Die Forscher teilten die Patienten in fünf HbA1c-Kategorien ein, ein Maß für den durchschnittlichen Blutzucker, das vom niedrigsten bis zum höchsten Wert reicht. Für jede Kategorie wurde die Prävalenz schwerer Hypoglykämien berechnet. Patienten mit den niedrigsten und höchsten HbA1c-Werten hatten tendenziell ein höheres Risiko für Hypoglykämien als Patienten mit HbA1c-Werten im mittleren Bereich. Die Unterschiede waren jedoch gering, und Hypoglykämien traten in allen HbA1c-Kategorien auf.

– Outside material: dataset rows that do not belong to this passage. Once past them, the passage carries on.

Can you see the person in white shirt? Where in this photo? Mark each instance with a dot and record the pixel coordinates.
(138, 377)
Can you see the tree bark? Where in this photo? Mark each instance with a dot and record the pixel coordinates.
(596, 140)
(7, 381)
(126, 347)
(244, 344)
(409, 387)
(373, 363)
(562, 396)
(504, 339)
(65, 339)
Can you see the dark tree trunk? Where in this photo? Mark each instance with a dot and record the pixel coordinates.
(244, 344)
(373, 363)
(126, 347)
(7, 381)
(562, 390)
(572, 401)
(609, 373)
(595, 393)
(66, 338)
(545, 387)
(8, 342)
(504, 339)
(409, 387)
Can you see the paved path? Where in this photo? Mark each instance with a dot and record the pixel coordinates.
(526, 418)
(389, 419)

„Hypoglykämie ist die häufigste akute Komplikation der Diabetestherapie und geht mit einem schlechten Gesundheitszustand einher“, sagte die Hauptautorin Kasia Lipska, MD, MHS, eine Endokrinologin von der Yale University School of Medicine. „In klinischen Studien traten bei Patienten, die intensiv behandelt wurden und eine hervorragende Blutzuckereinstellung anstrebten, viel häufiger Hypoglykämien auf als bei Patienten, die weniger aggressiv behandelt wurden. Aber wir wussten nicht so viel über die Beziehung zwischen Blutzuckerkontrolle und Hypoglykämie in der täglichen klinischen Praxis. Wir wollten verstehen, ob Patienten, die die niedrigsten durchschnittlichen Blutzuckerwerte erreichen, wirklich das größte Risiko für eine Hypoglykämie haben.“
„Es ist wichtig festzustellen, dass nicht der HbA1c-Wert direkt eine Hypoglykämie verursacht, sondern die Therapien, die wir zur Senkung des Wertes anwenden“, so Dr. Lipska. „Künftige Forschungsarbeiten müssen die Patienten mit dem höchsten Hypoglykämierisiko besser identifizieren, damit wir das Risiko verringern können.
Die Forscher schlagen vor, dass bei der Bewertung der Qualität der Diabetesversorgung auch die mit der Behandlung verbundenen unerwünschten Wirkungen, wie Hypoglykämie, berücksichtigt werden sollten. „Während eine aggressive Behandlung des hohen Blutzuckerspiegels früher als Markenzeichen einer besseren Versorgung galt, haben neuere klinische Studien Bedenken hinsichtlich der Risiken einer strengen Kontrolle geweckt, insbesondere bei gebrechlichen und älteren Menschen“, so Karter.
Zusätzliche Autoren der Studie sind Margaret Warton, MPH, und Howard H. Moffet, MPH, von der Kaiser Permanente Division of Research; Elbert S. Huang, MD, MPH, von der University of Chicago School of Medicine; und Silvio E. Inzucchi, MD, und Harlan M. Krumholz, MD, SM, von der Yale University School of Medicine.